Given that this study was conducted on a convenience sample rather than a random sample of patients, the generalisability of the results may be limited. ITP is a rare disease with an estimated annual incidence in Europe of 3.3 per 100,000 adults [20], only a subgroup of patients receive romiplostim, and a smaller subset of these patients are evaluated and approved by their prescribers for self-administration, leading to a relatively small source population of patients that may be widely dispersed or concentrated in specific institutions. Moreover, the availability of self-administration kits is limited to selected countries because of reimbursement restrictions. Given that the source population in Europe is likely in the order of several hundred, the sample size of 40 reflects a sizeable proportion of the source population.

4.1 Limitations

A new-user (defined as new to romiplostim self-injection or having at least a 3-month gap since the last injection) design was chosen for this study to help avoid any biases identified from historical use and self-administration exposure with romiplostim. However, exposure and familiarity to drug administration devices may vary among the caregivers included in the study as they may be either family/friends who are naïve to such devices or HCPs familiar with such devices but new to the romiplostim self-administration kit. In addition, participants from countries where the drug administrators are mainly limited to HCPs (such as hospital pharmacists and clinicians) may not continue with self-administration. Given the heterogeneous nature of the study population, the variation in health literacy levels, and the differing needs and motivations to adopt self-administration, the study may not be fully representative of the autonomous and caregiver-assisted patients who would self-administer romiplostim and use the HAT pack.

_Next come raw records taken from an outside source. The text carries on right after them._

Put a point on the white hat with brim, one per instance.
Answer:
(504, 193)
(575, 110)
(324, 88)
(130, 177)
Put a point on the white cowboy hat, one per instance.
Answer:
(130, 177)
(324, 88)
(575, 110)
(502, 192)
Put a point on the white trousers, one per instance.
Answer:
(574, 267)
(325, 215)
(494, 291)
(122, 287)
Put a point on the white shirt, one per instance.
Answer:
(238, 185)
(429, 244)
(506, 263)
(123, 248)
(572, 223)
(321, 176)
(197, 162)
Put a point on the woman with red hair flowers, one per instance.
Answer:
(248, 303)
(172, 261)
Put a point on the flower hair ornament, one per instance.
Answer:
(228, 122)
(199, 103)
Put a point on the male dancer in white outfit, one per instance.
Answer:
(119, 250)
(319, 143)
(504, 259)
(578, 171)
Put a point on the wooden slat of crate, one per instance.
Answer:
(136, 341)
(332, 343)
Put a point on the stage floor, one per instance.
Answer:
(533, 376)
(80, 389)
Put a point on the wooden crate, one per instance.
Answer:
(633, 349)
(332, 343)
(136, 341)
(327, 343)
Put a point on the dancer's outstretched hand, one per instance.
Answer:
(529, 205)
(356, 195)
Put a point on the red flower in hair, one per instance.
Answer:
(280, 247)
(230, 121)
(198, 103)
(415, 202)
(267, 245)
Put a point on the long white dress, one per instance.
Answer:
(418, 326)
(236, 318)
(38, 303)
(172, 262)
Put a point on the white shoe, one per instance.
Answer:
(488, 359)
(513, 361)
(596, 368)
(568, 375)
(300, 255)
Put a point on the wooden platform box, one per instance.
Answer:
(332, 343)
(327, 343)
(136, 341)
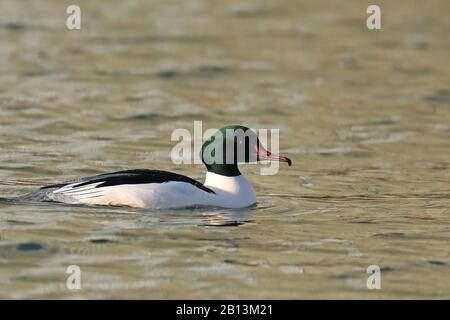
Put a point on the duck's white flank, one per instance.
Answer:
(230, 192)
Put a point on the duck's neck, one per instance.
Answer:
(228, 170)
(230, 191)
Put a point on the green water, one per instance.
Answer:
(365, 116)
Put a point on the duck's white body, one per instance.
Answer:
(228, 192)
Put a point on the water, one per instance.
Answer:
(363, 114)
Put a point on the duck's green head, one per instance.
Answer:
(231, 145)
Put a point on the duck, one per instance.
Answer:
(224, 185)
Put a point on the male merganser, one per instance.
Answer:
(224, 185)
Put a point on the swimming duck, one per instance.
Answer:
(224, 185)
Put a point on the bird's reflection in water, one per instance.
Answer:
(225, 219)
(218, 217)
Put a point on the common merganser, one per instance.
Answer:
(224, 185)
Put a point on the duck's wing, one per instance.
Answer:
(92, 186)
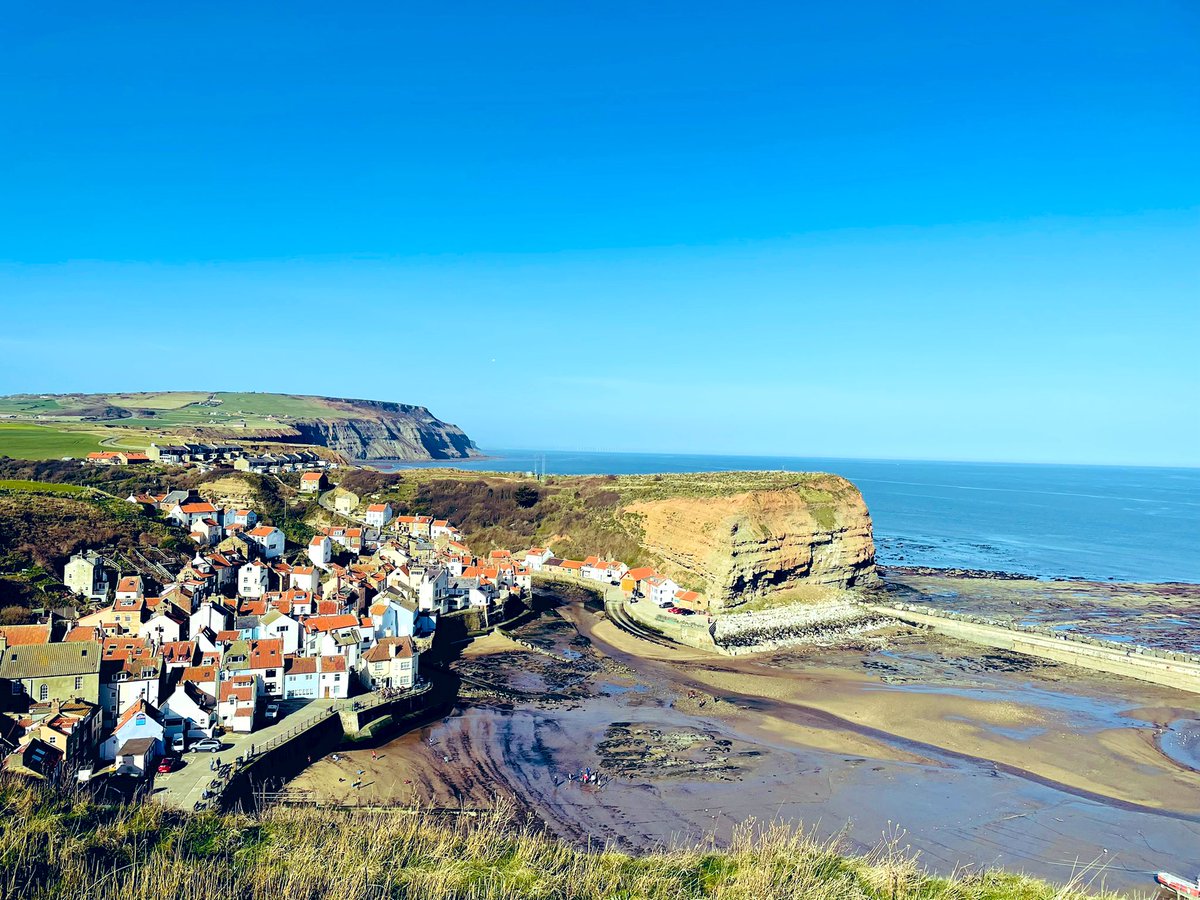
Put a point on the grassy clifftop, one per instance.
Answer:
(61, 846)
(729, 534)
(52, 425)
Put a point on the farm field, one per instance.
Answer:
(39, 486)
(42, 442)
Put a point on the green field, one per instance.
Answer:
(43, 442)
(39, 486)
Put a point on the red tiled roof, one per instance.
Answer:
(23, 635)
(267, 653)
(316, 624)
(139, 706)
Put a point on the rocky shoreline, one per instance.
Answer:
(822, 624)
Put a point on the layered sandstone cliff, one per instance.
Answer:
(747, 545)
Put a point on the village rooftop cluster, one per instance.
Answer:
(157, 667)
(160, 665)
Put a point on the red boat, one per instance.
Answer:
(1182, 887)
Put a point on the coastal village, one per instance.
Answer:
(250, 630)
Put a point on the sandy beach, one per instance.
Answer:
(965, 756)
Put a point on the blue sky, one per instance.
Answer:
(945, 231)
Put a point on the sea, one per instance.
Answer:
(1093, 522)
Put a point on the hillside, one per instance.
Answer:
(733, 535)
(58, 846)
(354, 429)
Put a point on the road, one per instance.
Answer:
(184, 787)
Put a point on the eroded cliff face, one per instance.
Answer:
(402, 437)
(751, 544)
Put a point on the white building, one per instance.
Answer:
(162, 629)
(316, 677)
(253, 580)
(378, 515)
(286, 629)
(661, 591)
(321, 551)
(210, 615)
(85, 575)
(187, 514)
(269, 539)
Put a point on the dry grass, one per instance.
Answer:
(67, 846)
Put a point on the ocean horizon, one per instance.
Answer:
(1125, 523)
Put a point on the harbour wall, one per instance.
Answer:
(1170, 670)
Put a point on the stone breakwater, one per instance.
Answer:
(1173, 670)
(821, 624)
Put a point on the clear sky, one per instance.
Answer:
(891, 229)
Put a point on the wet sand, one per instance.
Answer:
(1029, 766)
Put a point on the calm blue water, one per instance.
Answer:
(1050, 521)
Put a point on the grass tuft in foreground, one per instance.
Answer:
(69, 846)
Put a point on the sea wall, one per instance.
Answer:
(813, 624)
(1170, 670)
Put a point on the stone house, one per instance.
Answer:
(41, 673)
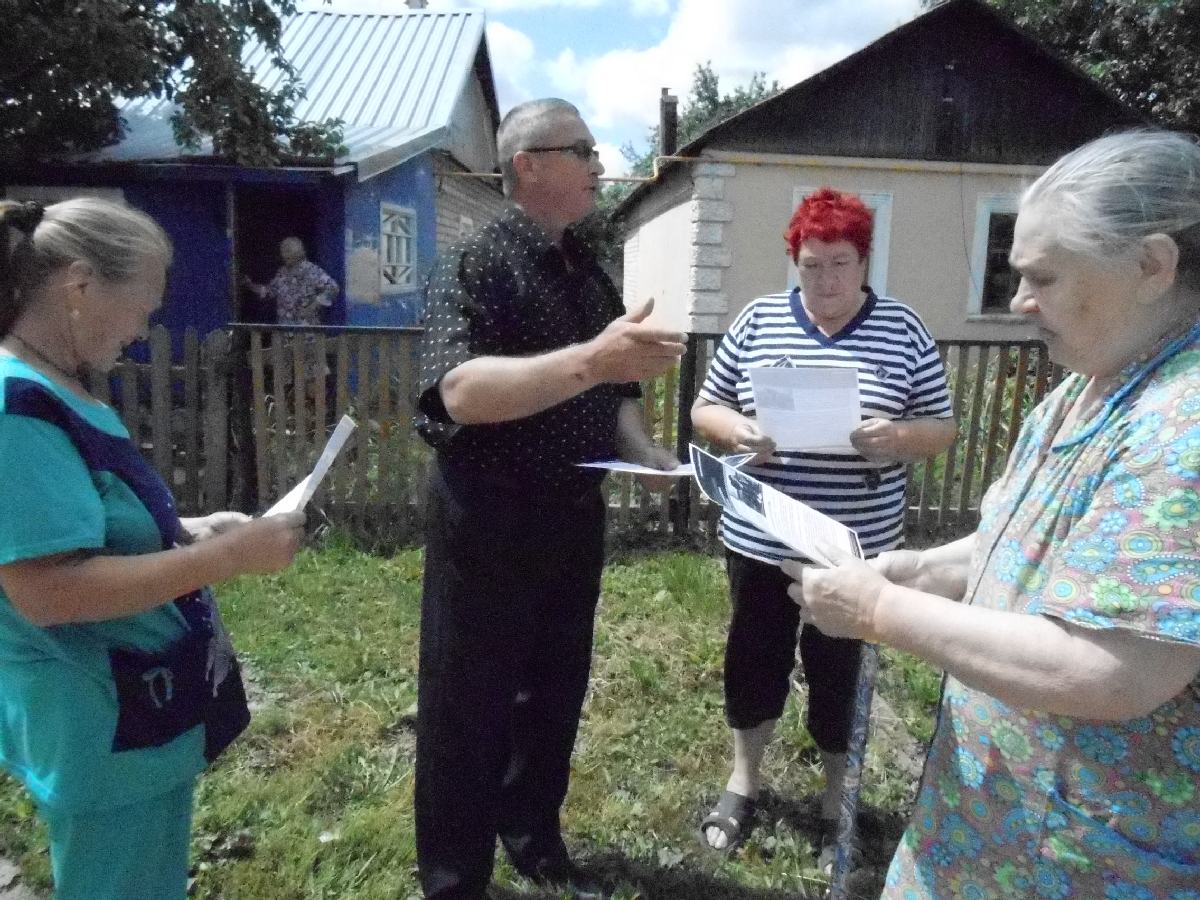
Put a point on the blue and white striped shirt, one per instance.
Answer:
(900, 376)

Another limitation of this study is that direct observation can be susceptible to observer bias as well as to the Hawthorne effect, the concept that behaviour changes as a result of observation [21]. For example, participants may have been less confident or nervous while being observed or, alternatively, may have been more careful to follow the administration instructions while under observation. The self-administration diary, which is part of the HAT pack as an aid for the patients but was not specifically designed to capture information in the study, did identify two instances of dosing earlier (1 week) or later (1 day) than planned based on patients’ documented log of self-administration. Since this was an observational study, patients were not required to use or to share the diaries. These self-administration logs were therefore not available in most instances, and if available, the data were not complete enough to serve as a control for observation.

Despite its limitations, this study provides valuable information on the effectiveness of the HAT pack in mitigating medication errors in this population of patients/caregivers administering romiplostim at home, and further highlights the importance of such additional RMM in supporting patients and HCPs.

5 Conclusion

Most patients/caregivers who received HAT pack training administered romiplostim correctly [35 patients/caregivers (87.5%) at the first standard-of-care 4-week visit], supporting the use of the HAT pack as an additional risk minimisation tool to mitigate potential medication errors due to self-administration. The results of this study highlight the importance of repeating the supervision of patients/caregivers after the first 4 weeks of self-administration (as required by the HAT pack training materials) and appropriate patient selection by the HCP.